I don't think so, and neither does he. The problem is that we look at the new year as a fresh start – one that will finally give us the clean slate we need to do things the right way. We buy lots of self-help books, attend seminars and watch programs that tell us that all we need to do in order to make a change is to get motivated and “just do it”. It sounds great, gives us a short-term mood boost and fills us with the sense that we can accomplish whatever we want. The only problem is that it's not the way to make real change.
Real change is hard and it takes more than determination. In order to make real change, we have to be willing to do something, even when we aren't motivated and in spite of feeling tired, bored or whatever. Added to that, making big changes can deplete your stores of will power before you've even begun creating the new habit. Not only that, but we aren't so good at predicting what changes will make us the happiest. When the reality fails to live up to the hype we've created in our minds, the resolutions seem ineffective and are quickly forgotten.
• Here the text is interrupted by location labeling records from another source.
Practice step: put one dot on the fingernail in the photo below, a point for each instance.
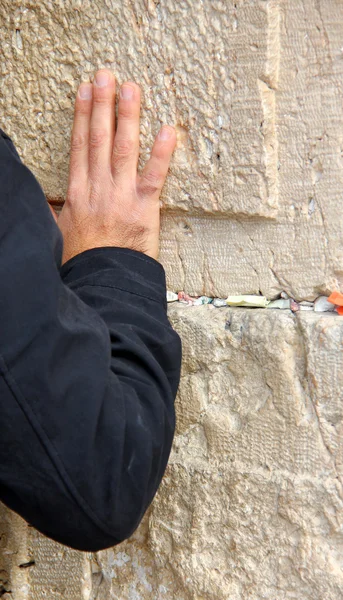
(165, 134)
(102, 78)
(126, 92)
(85, 91)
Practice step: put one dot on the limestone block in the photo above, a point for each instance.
(251, 505)
(254, 90)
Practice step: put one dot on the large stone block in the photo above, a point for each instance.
(253, 88)
(251, 505)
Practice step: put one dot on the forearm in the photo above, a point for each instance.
(93, 364)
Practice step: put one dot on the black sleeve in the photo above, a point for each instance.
(89, 369)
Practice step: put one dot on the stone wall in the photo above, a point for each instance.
(251, 504)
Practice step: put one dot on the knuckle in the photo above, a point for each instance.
(125, 112)
(102, 96)
(79, 142)
(97, 137)
(122, 151)
(151, 183)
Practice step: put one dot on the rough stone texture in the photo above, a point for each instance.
(255, 90)
(251, 506)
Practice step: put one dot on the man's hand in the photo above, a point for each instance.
(108, 203)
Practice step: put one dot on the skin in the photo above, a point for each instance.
(108, 202)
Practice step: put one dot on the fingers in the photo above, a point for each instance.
(53, 213)
(101, 132)
(126, 142)
(152, 179)
(80, 134)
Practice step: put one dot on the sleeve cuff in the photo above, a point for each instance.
(120, 268)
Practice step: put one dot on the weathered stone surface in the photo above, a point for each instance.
(252, 504)
(254, 89)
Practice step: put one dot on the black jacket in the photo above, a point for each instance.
(89, 370)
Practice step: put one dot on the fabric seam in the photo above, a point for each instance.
(114, 287)
(50, 448)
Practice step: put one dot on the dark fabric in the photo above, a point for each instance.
(89, 369)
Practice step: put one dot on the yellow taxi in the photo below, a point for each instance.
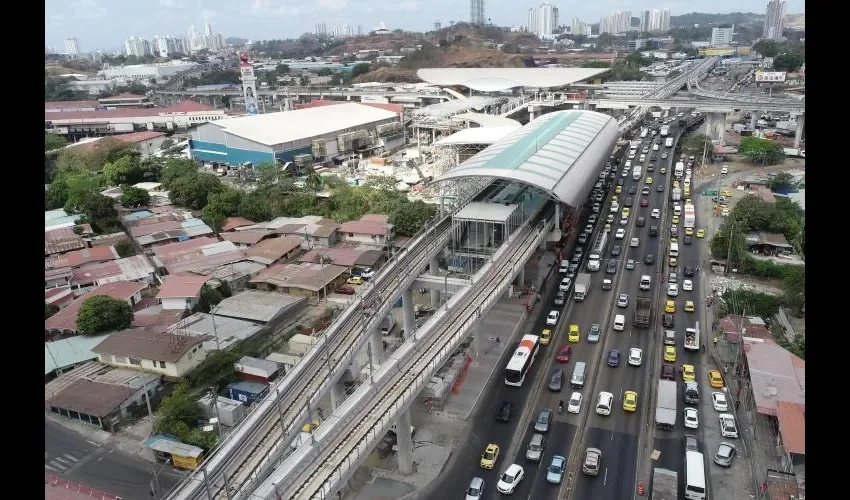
(489, 457)
(715, 379)
(573, 335)
(630, 401)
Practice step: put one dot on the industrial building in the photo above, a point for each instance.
(314, 136)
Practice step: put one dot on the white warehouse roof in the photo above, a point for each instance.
(286, 126)
(498, 79)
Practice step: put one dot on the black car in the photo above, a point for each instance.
(503, 413)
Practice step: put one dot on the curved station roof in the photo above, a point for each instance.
(499, 79)
(560, 153)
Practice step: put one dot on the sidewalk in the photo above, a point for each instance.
(440, 432)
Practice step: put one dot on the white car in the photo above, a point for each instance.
(574, 404)
(718, 399)
(635, 356)
(510, 479)
(691, 418)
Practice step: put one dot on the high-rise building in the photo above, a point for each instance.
(773, 19)
(72, 47)
(543, 20)
(476, 12)
(721, 37)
A good example of this is people who make a resolution to lose weight. In order to get motivated, they imagine how much happier their life will be if they were thinner. I have some friends who think this way and they constantly talk about how much better their life will be when they finally get skinny. In their minds, when they reach their ideal goal, the clouds will part, they will feel happy, self-confident and will be able to find love, start enjoying their lives and get on with the “happily ever after” part. After expending all of that energy fantasizing about their perfect skinny life, there is little left over to actually spend on creating healthy meal plans or going to the gym. To make things worse, if they actually followed through on their resolution, they would find that even when they reach their goal, they will still be the exact same person they were before – just thinner. They will still have the same problems, the same struggle with confidence, and even the same relationship. Losing weight might make them feel healthier and happier, but it won't change their lives in the way they'd imagined.
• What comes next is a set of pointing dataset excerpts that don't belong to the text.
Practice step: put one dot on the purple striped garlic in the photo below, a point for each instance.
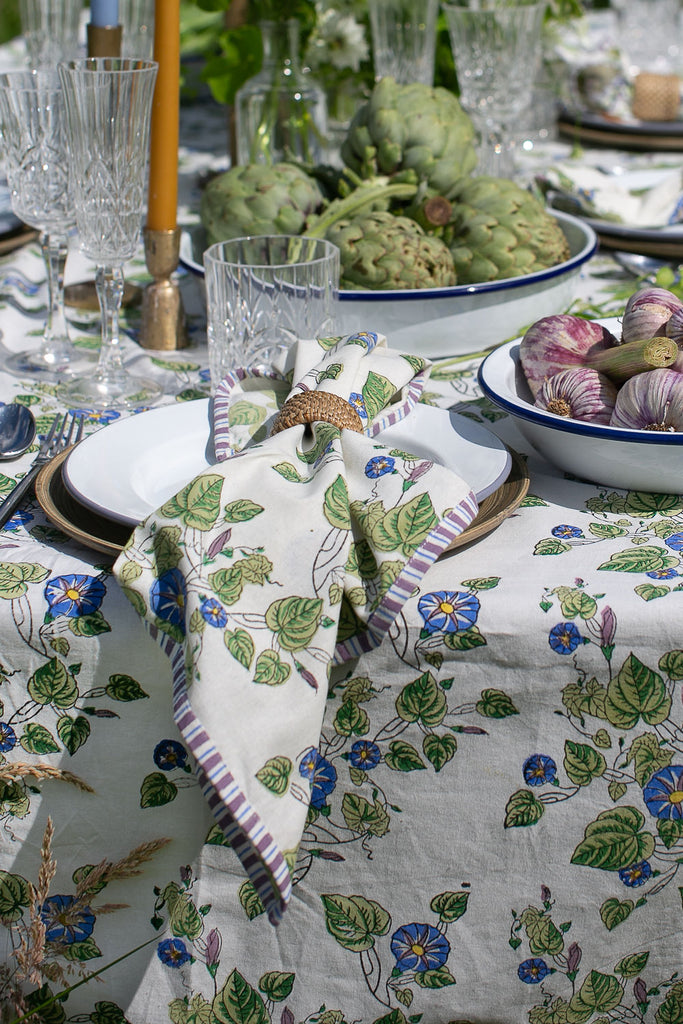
(647, 313)
(652, 400)
(581, 393)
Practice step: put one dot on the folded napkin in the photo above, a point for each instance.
(295, 552)
(620, 199)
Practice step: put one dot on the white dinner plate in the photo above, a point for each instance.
(129, 468)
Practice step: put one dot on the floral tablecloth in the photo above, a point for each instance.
(496, 822)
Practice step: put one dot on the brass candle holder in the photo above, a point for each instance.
(163, 325)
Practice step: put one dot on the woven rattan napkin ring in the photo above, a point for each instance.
(317, 407)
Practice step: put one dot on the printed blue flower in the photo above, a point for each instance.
(169, 754)
(167, 597)
(564, 638)
(322, 775)
(7, 737)
(636, 875)
(419, 947)
(365, 755)
(380, 465)
(67, 921)
(539, 769)
(358, 402)
(532, 971)
(213, 612)
(664, 793)
(447, 611)
(565, 531)
(173, 952)
(74, 595)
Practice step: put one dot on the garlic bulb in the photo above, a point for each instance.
(652, 400)
(647, 313)
(580, 394)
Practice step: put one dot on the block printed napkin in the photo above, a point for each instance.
(295, 552)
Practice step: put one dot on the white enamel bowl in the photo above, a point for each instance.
(634, 460)
(442, 322)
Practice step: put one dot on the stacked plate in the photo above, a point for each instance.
(98, 491)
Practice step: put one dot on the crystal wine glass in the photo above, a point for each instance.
(109, 100)
(34, 134)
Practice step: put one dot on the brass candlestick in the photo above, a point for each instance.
(163, 315)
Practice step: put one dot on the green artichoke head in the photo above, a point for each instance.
(416, 131)
(258, 199)
(498, 229)
(381, 251)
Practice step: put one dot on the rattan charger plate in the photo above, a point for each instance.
(109, 537)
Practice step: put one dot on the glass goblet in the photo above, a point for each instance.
(109, 100)
(35, 142)
(497, 50)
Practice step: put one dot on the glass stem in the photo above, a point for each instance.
(54, 249)
(110, 283)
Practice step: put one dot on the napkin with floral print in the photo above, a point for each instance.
(295, 552)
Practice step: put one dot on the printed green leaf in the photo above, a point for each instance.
(450, 905)
(435, 978)
(672, 664)
(122, 687)
(583, 763)
(439, 750)
(242, 510)
(270, 670)
(38, 739)
(157, 790)
(227, 584)
(353, 922)
(643, 559)
(402, 757)
(364, 817)
(495, 704)
(14, 896)
(274, 775)
(351, 720)
(15, 576)
(289, 472)
(636, 691)
(613, 840)
(422, 700)
(647, 757)
(294, 621)
(166, 548)
(251, 902)
(335, 506)
(377, 393)
(240, 645)
(276, 985)
(522, 809)
(551, 546)
(73, 732)
(238, 1003)
(198, 504)
(632, 966)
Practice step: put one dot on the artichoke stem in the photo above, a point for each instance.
(622, 361)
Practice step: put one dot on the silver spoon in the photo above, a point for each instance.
(17, 430)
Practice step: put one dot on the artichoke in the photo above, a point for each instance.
(257, 199)
(497, 229)
(381, 250)
(414, 130)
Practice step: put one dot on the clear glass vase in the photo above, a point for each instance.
(281, 114)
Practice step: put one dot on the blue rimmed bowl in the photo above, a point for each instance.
(442, 322)
(633, 460)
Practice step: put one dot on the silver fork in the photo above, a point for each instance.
(60, 435)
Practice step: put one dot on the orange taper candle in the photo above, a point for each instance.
(163, 198)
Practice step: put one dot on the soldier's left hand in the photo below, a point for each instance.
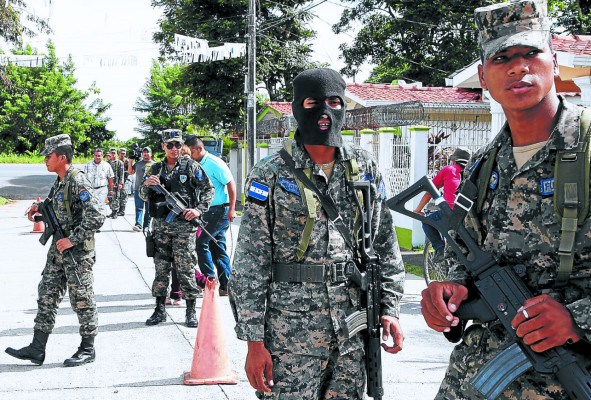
(544, 323)
(191, 213)
(63, 244)
(392, 327)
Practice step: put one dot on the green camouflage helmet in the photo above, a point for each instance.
(514, 23)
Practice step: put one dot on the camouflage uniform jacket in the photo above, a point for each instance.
(519, 225)
(196, 178)
(270, 232)
(86, 210)
(118, 167)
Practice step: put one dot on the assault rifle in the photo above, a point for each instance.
(53, 227)
(177, 205)
(370, 283)
(500, 294)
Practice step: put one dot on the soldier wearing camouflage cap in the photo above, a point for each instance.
(175, 241)
(517, 221)
(294, 325)
(78, 211)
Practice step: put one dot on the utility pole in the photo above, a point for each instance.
(251, 133)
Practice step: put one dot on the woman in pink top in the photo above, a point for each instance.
(449, 178)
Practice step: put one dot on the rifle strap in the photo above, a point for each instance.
(571, 196)
(67, 191)
(325, 201)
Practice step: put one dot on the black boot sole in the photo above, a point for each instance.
(12, 352)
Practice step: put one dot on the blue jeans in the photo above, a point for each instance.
(140, 205)
(208, 256)
(433, 234)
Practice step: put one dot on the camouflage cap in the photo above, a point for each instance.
(52, 143)
(514, 23)
(172, 135)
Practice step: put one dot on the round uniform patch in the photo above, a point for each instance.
(84, 195)
(494, 180)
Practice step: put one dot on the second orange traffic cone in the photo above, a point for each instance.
(211, 364)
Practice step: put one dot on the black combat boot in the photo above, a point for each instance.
(84, 354)
(35, 351)
(159, 313)
(191, 315)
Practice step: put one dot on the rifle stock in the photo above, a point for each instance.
(501, 293)
(370, 283)
(53, 227)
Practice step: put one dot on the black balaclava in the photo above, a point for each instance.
(320, 84)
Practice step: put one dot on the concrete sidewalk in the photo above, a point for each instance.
(135, 361)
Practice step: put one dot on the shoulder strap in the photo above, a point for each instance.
(571, 195)
(325, 201)
(68, 193)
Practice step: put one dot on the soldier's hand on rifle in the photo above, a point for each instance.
(191, 213)
(31, 211)
(440, 299)
(544, 323)
(153, 180)
(392, 327)
(259, 367)
(63, 244)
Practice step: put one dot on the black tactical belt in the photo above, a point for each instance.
(314, 273)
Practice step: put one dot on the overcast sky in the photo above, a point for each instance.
(110, 42)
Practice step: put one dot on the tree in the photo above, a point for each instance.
(427, 40)
(282, 51)
(42, 102)
(165, 101)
So, what can we do to combat this problem? According to Burkeman, the solution is to stop making big resolutions and instead, make small, easily reachable goals throughout the year. Each accomplishment makes you feel more capable and adds to your will power. Sociological studies have pointed to this for years, insisting that many small victories can create more happiness and a higher degree of satisfaction than reaching a large goal. These little goals can build confidence and even trick your mind into making lasting change.
Maybe we would all be happier if we made resolutions to give 60% at our jobs. It's certainly a goal almost anyone can reach and even exceed. After reaching that goal day after day, we can try moving the bar up to 70%.